Last weeks, we've been working on LeSS and Scrum self-assessments on the LeSS Site. TheScrum Test is already available right now. Feel free to share it with others or to use it before a course. Any feedback about it is more than welcome as we're still working on improving it.

Case Studies

Unfortunately, due to the book, we've not been able to review and add a lot of LeSS case studies, so only two new ones were added:

There should be more case studies to come in the following weeks.

Videos and article:

There has been many new videos and articles about LeSS. Bas was in Melbourne a couple weeks ago where he did "The Story of LeSS" talk. A cartoonist (Luke Watson) joined that session and made this wonderful graphic of it. The session wasn't video-ed but it was roughly the same as the talk Bas did in Agile Tour Singapore (see below). So, new videos and articles worthwhile:

LeSS Trainer

Every newsletter we'd like to introduce a LeSS Trainer and this time it is the Greg Hutchings's turn.

Greg is an expert in new product development and organizational improvement, providing training, coaching and consulting. He is the founder of Amelior Services, and leads our training and consulting practices. He can help you to lead change in your teams and organization with an emphasis on improving organizational design, strategy and leadership skills, as well as product management and development capability.


He is qualified to teach and coach Agile, Large Scale Scrum, Lean thinking and Innovation Games and has worked in the domains of Startup and New Product Development, Luxury goods, Digital Entertainment, e-Commerce, Finance, Industrials, Education, High tech and Telecoms.
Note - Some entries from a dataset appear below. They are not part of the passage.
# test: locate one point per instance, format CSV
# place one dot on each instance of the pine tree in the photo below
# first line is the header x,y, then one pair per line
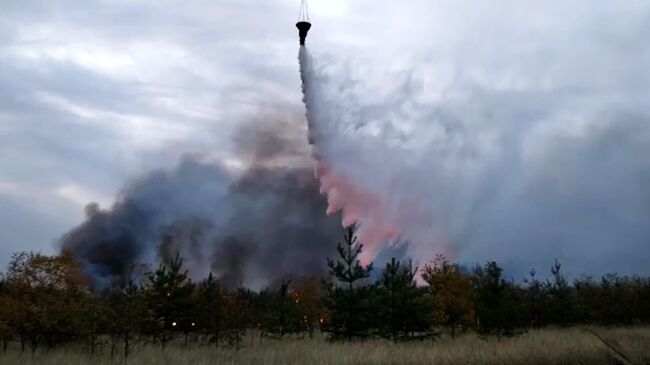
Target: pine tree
x,y
452,295
561,303
402,307
498,305
210,316
169,294
346,300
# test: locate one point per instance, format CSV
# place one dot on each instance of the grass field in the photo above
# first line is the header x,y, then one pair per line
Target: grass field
x,y
549,346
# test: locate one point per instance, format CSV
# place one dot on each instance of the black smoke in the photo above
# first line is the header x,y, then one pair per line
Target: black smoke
x,y
249,226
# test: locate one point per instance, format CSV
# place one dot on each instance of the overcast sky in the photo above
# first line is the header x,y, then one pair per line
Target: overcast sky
x,y
95,93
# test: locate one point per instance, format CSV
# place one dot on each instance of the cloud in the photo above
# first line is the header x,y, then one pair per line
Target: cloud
x,y
516,100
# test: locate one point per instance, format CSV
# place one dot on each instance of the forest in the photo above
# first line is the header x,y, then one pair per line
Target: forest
x,y
46,302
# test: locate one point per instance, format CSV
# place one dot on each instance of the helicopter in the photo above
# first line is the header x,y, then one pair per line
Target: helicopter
x,y
303,23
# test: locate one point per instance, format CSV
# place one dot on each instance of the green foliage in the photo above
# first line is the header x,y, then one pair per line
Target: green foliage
x,y
169,297
348,299
498,305
401,305
452,295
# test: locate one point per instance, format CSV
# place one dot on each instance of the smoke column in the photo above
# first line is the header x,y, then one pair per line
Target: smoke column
x,y
252,227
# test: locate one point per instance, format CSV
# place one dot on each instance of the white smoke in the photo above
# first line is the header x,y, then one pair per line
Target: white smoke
x,y
521,160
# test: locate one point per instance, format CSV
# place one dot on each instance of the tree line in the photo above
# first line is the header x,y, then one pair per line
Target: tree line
x,y
46,302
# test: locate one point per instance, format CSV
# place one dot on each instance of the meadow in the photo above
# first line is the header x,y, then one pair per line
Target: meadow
x,y
543,346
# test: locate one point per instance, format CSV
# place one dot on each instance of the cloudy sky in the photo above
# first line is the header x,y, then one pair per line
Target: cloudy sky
x,y
96,93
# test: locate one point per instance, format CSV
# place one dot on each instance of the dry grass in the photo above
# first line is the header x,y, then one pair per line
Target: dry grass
x,y
549,346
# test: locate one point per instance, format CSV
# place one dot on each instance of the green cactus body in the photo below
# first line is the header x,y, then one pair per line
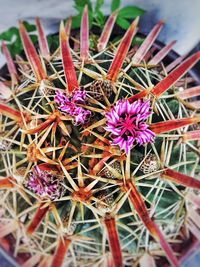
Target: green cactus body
x,y
99,150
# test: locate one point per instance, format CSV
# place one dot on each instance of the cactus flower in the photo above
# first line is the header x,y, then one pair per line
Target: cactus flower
x,y
126,122
68,105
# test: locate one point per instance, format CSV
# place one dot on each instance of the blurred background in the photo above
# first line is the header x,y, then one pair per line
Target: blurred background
x,y
181,17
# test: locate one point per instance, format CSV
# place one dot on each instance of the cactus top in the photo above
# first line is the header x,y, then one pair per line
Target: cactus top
x,y
126,122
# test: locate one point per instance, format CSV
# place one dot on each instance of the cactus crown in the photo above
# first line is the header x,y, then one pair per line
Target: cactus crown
x,y
99,149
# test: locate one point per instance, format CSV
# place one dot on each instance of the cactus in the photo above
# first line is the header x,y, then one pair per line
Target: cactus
x,y
99,150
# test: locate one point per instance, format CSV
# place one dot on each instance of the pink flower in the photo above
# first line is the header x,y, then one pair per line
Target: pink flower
x,y
44,184
68,105
126,122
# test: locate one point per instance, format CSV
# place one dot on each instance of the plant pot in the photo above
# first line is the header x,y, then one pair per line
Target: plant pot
x,y
188,240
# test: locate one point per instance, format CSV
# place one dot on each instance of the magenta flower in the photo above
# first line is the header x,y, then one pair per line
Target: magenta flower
x,y
68,105
126,122
44,184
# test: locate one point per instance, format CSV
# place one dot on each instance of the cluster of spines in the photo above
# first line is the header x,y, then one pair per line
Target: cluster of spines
x,y
81,192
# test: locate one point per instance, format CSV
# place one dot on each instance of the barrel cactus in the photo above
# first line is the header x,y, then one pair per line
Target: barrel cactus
x,y
99,150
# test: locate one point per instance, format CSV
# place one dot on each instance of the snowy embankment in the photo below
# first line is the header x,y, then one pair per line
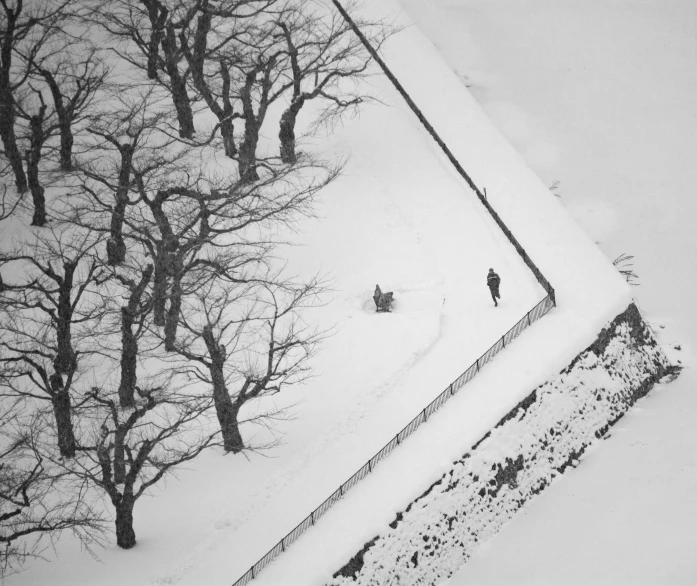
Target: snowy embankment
x,y
547,432
590,294
401,217
600,96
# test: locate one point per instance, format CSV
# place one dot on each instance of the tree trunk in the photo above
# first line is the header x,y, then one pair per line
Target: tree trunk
x,y
129,342
175,303
37,191
64,121
225,409
125,535
66,148
33,155
9,140
159,292
180,97
227,131
129,359
248,152
60,399
287,133
65,361
7,102
116,247
119,455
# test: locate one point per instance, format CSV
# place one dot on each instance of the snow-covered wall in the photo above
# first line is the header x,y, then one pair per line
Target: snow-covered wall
x,y
538,439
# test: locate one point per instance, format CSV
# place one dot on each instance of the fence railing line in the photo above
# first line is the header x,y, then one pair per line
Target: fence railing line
x,y
528,319
547,286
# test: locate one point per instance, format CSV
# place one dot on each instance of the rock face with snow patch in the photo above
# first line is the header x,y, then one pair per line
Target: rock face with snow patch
x,y
543,435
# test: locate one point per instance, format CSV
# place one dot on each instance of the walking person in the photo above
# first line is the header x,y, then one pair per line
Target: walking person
x,y
493,281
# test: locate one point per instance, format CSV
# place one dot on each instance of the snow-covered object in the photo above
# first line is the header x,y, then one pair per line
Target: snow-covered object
x,y
543,435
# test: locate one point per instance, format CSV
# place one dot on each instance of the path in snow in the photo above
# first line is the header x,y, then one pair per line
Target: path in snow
x,y
601,97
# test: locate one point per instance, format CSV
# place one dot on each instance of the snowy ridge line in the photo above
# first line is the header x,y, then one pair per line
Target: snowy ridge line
x,y
541,309
547,286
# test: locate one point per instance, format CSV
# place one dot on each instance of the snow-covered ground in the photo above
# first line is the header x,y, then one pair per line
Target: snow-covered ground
x,y
400,217
600,96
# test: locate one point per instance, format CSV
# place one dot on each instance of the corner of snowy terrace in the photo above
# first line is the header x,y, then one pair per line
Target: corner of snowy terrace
x,y
402,217
589,293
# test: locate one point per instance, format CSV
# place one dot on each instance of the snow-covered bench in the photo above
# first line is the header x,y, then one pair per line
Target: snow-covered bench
x,y
383,301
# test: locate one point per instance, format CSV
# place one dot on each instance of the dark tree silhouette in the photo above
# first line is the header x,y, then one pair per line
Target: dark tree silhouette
x,y
250,344
46,317
125,452
38,501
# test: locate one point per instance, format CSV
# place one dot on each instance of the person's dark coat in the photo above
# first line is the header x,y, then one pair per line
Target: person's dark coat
x,y
493,281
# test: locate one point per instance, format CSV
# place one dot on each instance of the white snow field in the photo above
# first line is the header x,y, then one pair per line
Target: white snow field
x,y
600,96
401,217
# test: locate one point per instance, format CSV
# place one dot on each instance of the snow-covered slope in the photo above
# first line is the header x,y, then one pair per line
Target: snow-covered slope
x,y
599,96
400,217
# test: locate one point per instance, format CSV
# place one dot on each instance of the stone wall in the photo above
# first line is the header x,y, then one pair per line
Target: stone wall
x,y
518,458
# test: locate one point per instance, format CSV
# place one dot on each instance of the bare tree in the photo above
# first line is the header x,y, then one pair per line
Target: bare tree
x,y
47,314
74,74
326,62
149,29
248,343
37,499
24,30
125,452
He has led the agile and lean transformation of many large companies over the past 10 years. His diverse experience provides you with alternative perspectives for introducing change and focusing on what is most important to improve first. Greg works with a global network of highly experienced coaches and trainers which permits Amelior Services to offer large companies an integrated, experienced and high quality, dynamic team to provide for their training and coaching needs.


Several large clients that Greg has worked with in LeSS adoptions include Alcatel-Lucent(fixed access and wireless product divisions), Bwin.party and PayU, a Naspers Group company. Greg engagement model includes consulting with the executive leadership team, a deep dive with product and R&D management, training and coaching of HR, organizational structure and site strategy advice and management, and in-depth work with teams. He compliments LeSS with Innovation Games to improve consumer and B2B customer understanding, provide large scale retrospectives, create dynamic product roadmaps and to introduce an optimizing and adaptive portfolio governance process. In addition to in-depth client work, Greg also offers a small number of public LeSS and Innovation Games training sessions.